III. Original Understanding
Finally, original understanding asks how a particular law, policy, or action would have been understood by the population at large to apply at the time of enactment. Would the population have understood the first amendment to protect obscenity in 1795? Would American's have seen school segregation as unconstitutional in the immediate aftermath of the 14th amendment (would they have thought that a proto-affirmative action program had to be barred?). In contrast to original meaning then, original understanding looks at the policy in question, rather than the legal principle surrounding it.
Original understanding probably gets closest to the prime virtue of the originalism movement, which is avoiding "nobody saw this coming" moments. But on the other hand, it can lead to results wildly at odds with the text it purportedly emanates from. The Alien & Sedition Act, for example, passed very soon after the ratification of the 1st Amendment, prohibits conduct that is unquestionably "speech" and well within the confines of the Amendment's protection. Original understanding also runs into problems in that it assumes the populace had a well-defined idea about how the clause would apply in every case -- and many cases are unexpected. I suspect that most cases that arise under most amendments deal with issues that most people didn't have an opinion pro or con on at the time of ratification. And finally, because it tends to look at the policy, rather than the legal text and principles themselves, it seems to stray the furthest from "classic" legal decision-making, which is supposed to abstract itself from the particular policy in question and instead apply generally applicable legal principles to resolve interpretative issues.
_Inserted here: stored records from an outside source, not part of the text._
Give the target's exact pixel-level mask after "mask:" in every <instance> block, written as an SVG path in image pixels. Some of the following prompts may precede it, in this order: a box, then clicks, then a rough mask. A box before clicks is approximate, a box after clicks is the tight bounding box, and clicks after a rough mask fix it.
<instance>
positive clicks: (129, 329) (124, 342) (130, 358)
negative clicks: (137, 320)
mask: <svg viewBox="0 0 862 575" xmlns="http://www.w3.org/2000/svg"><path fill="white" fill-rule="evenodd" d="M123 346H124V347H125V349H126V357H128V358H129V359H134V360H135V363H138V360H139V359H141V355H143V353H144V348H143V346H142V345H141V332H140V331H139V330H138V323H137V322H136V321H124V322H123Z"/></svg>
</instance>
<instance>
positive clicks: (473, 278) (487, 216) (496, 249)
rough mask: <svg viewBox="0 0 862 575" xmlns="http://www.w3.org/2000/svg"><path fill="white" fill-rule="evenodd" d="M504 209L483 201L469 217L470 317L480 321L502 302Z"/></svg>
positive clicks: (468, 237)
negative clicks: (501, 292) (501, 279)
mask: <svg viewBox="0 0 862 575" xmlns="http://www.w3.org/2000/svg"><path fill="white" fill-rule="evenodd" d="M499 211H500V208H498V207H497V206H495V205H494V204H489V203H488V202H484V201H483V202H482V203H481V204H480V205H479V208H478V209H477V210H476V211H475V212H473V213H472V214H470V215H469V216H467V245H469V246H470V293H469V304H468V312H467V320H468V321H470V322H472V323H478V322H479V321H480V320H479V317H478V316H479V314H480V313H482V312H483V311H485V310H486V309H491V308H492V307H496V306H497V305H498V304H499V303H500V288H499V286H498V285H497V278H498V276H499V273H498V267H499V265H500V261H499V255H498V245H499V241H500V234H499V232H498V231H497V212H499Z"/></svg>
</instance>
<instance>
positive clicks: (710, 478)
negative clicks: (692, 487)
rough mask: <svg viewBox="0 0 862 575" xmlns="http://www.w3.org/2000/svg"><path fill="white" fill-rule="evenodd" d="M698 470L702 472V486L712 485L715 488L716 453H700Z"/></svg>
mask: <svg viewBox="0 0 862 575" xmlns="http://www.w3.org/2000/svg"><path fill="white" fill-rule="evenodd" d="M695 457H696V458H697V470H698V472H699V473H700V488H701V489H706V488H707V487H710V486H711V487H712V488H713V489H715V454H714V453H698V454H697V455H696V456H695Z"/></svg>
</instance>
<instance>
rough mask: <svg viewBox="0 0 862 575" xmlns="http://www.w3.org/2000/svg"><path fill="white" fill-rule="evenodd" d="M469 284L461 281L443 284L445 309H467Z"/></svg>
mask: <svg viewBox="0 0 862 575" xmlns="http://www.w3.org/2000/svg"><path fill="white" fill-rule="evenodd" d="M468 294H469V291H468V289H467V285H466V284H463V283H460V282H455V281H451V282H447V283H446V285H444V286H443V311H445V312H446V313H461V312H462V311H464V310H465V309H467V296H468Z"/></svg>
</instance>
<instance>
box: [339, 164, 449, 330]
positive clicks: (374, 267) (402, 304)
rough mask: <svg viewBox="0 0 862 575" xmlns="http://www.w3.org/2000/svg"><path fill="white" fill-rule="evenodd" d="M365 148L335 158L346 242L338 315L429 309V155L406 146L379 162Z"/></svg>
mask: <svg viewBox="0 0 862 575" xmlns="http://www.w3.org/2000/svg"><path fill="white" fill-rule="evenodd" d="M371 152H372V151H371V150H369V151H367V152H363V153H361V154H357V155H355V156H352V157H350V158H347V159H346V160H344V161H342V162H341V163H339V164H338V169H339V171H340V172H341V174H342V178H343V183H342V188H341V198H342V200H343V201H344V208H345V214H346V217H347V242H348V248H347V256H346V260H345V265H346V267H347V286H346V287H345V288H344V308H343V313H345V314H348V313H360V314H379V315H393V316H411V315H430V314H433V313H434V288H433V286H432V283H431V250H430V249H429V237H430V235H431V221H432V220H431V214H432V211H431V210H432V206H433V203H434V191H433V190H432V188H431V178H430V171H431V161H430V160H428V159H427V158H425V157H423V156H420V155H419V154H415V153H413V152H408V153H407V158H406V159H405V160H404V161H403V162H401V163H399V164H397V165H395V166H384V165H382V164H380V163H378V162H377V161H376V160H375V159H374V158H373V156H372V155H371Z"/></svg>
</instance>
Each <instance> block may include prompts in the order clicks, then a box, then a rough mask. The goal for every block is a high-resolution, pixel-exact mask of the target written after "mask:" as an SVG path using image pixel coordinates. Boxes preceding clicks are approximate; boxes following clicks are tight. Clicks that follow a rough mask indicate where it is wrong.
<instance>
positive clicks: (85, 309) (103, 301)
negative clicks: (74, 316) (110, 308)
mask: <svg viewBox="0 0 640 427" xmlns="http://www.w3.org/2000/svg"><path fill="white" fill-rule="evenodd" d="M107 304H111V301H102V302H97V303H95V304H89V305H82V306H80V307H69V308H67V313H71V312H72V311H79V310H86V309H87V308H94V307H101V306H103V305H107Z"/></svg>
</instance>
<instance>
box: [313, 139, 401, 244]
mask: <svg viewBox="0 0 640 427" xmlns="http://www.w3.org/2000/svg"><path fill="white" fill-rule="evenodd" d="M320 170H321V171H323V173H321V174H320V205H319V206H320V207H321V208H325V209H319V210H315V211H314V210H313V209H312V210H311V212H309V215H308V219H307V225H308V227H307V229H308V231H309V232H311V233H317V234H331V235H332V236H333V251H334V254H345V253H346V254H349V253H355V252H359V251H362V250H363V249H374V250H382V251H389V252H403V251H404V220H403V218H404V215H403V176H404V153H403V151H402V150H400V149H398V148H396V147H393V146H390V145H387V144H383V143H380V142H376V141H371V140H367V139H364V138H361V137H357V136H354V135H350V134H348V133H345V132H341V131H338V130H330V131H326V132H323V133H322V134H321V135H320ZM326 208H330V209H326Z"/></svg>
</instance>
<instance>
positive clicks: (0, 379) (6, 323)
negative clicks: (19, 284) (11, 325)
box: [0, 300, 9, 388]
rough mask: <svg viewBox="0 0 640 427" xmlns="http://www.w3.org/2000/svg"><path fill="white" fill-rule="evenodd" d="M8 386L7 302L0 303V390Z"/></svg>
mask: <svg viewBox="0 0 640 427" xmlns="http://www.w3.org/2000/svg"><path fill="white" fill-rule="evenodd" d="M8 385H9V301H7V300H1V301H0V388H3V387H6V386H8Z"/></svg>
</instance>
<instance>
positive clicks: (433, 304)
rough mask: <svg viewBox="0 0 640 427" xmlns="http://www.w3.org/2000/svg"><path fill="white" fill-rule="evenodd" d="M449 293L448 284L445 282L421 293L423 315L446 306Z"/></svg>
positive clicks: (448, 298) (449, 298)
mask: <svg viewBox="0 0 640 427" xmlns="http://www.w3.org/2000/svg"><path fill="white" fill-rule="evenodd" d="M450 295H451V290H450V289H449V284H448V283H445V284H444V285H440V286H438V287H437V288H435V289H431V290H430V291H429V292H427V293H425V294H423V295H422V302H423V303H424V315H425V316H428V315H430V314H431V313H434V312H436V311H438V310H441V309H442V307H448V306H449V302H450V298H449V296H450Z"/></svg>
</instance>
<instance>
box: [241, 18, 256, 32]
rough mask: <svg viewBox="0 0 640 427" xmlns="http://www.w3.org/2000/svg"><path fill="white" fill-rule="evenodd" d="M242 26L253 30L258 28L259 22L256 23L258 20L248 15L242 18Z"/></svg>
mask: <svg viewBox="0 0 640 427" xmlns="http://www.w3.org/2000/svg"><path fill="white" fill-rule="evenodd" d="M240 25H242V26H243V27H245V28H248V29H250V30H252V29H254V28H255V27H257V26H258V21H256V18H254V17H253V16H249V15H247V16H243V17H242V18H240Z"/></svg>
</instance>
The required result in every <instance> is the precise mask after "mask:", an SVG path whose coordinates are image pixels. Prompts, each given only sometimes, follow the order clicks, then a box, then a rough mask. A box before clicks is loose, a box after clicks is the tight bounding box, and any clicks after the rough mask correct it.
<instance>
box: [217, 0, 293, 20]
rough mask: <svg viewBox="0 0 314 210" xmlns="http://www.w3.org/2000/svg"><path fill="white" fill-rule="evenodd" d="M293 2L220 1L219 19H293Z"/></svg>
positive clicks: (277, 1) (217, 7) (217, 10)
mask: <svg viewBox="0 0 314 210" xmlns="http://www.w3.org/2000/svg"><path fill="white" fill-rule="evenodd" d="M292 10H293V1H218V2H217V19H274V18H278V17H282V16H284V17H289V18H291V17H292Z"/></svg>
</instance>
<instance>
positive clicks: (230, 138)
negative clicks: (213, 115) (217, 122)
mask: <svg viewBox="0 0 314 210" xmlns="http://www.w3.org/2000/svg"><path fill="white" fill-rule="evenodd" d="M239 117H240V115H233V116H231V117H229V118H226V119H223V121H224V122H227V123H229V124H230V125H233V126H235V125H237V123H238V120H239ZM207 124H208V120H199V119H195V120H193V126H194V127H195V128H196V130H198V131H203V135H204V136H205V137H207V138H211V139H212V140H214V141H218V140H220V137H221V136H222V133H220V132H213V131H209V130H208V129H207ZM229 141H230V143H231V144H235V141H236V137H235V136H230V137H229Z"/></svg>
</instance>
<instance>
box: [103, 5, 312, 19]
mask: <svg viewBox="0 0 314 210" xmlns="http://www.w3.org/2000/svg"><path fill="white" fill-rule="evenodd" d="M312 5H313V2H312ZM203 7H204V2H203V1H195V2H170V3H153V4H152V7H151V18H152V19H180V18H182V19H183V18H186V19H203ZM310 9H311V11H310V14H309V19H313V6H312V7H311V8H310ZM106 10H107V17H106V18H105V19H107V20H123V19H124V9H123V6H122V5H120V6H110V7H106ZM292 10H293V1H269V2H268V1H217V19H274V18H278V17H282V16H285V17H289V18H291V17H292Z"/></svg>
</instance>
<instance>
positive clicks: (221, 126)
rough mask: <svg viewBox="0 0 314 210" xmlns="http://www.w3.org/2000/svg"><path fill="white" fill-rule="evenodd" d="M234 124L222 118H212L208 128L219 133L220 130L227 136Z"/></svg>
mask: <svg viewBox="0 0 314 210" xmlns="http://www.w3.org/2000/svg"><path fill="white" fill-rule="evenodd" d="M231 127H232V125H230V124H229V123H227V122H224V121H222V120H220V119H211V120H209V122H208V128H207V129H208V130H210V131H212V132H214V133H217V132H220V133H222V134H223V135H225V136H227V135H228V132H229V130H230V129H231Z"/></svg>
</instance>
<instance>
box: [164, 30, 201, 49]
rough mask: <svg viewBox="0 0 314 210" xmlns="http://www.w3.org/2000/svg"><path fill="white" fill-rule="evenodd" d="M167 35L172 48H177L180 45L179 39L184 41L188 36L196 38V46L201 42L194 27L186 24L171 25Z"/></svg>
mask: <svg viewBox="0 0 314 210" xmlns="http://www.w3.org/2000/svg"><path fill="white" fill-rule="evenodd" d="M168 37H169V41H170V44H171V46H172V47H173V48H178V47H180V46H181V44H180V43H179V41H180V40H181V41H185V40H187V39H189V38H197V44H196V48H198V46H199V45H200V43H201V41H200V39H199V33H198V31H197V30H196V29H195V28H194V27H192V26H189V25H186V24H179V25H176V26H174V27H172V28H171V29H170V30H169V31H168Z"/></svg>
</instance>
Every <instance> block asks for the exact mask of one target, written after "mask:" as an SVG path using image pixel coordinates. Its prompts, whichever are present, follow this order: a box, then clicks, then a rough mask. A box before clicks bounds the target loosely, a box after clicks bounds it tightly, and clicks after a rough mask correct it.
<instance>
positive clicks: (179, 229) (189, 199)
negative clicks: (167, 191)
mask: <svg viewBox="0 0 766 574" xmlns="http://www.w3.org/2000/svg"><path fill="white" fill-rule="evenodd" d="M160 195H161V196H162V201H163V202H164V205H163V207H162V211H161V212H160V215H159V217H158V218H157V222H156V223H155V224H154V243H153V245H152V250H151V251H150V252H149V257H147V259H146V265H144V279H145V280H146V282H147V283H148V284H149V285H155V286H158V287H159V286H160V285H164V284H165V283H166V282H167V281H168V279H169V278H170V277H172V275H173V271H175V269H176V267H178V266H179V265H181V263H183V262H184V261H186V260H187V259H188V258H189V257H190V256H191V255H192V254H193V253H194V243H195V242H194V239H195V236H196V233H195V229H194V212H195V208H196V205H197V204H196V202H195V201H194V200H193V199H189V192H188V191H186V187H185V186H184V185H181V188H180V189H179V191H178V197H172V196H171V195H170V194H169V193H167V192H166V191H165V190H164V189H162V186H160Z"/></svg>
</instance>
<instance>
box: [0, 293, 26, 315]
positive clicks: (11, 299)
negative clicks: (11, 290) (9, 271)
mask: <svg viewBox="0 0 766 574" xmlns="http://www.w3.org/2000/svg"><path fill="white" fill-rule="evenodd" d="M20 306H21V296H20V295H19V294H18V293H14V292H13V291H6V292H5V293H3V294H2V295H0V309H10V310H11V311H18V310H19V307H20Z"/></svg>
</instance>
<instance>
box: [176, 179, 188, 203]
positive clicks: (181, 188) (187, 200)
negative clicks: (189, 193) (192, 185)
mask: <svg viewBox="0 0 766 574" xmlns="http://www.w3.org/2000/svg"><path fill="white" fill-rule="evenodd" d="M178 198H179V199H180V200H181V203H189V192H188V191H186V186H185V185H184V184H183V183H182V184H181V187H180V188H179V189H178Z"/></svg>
I've tried to sketch out the boundaries of the three major originalism schools, as I understand them, and how they differ from each other. Each of them has its own advantages, and, naturally, its own weaknesses, both of which I've laid out (in very abbreviated form). It goes without saying that I believe there are inherent weaknesses within the originalism project as a whole that affect all three schools: from the "there's no original evidence for originalism" gotcha, to the fact that people are fragmentary and don't understand the same texts in the same way (which is why we argue about these things in the first place), to the point that at least some portions of the constitution appear to be written precisely to be temporally variable (e.g., what's "necessary and proper" to carry out legislative functions, Art. I, Sec. 8 at one point in time may not be in another). And, to reiterate the point I made above and in my Madison's Tomb story, very few conservative adherents of originalism would continue to do so if originalism wasn't seen as legitimizing their preferred political ends.